En el caso cubano hay que tener en cuenta la sintonía estructural de la Doctrina Monroe con el contenido de la política de la “Fruta Madura”, dada a conocer también en 1823, en el mes de abril exactamente, por el Secretario de Estado, John Quincy Adams.

Este personaje, hijo de John Adams, segundo mandatario estadounidense y quien sucedería a Monroe en el Despacho Oval, convirtiéndose además en la primera combinación de padre e hijo al frente de esa nación (hazaña reeditada por George H Bush, entre 1989 y 1993 y por su descendiente George W. Bush, entre el 2001 y el 2009) planteó sin ambages que el archipiélago antillano debería ser atraído, inexorablemente, a la órbita norteña.

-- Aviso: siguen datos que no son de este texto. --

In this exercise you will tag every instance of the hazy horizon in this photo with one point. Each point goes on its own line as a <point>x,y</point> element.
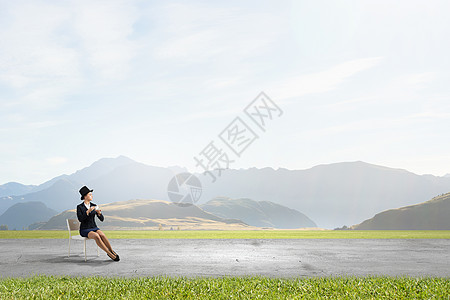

Pero hay leyes de gravitación física, y así como una fruta separada de su árbol por la fuerza del viento no puede, aunque quisiera, dejar de caer en el suelo, así Cuba, una vez separada de España y rota la conexión artificial que la liga con ella, es incapaz de sostenerse por sí sola, tiene que gravitar necesariamente hacia la Unión Norteamericana, mientras que la unión misma, en virtud de la propia ley, le será imposible dejar de admitirla en su seno (Adams, 1973: 156-157)1.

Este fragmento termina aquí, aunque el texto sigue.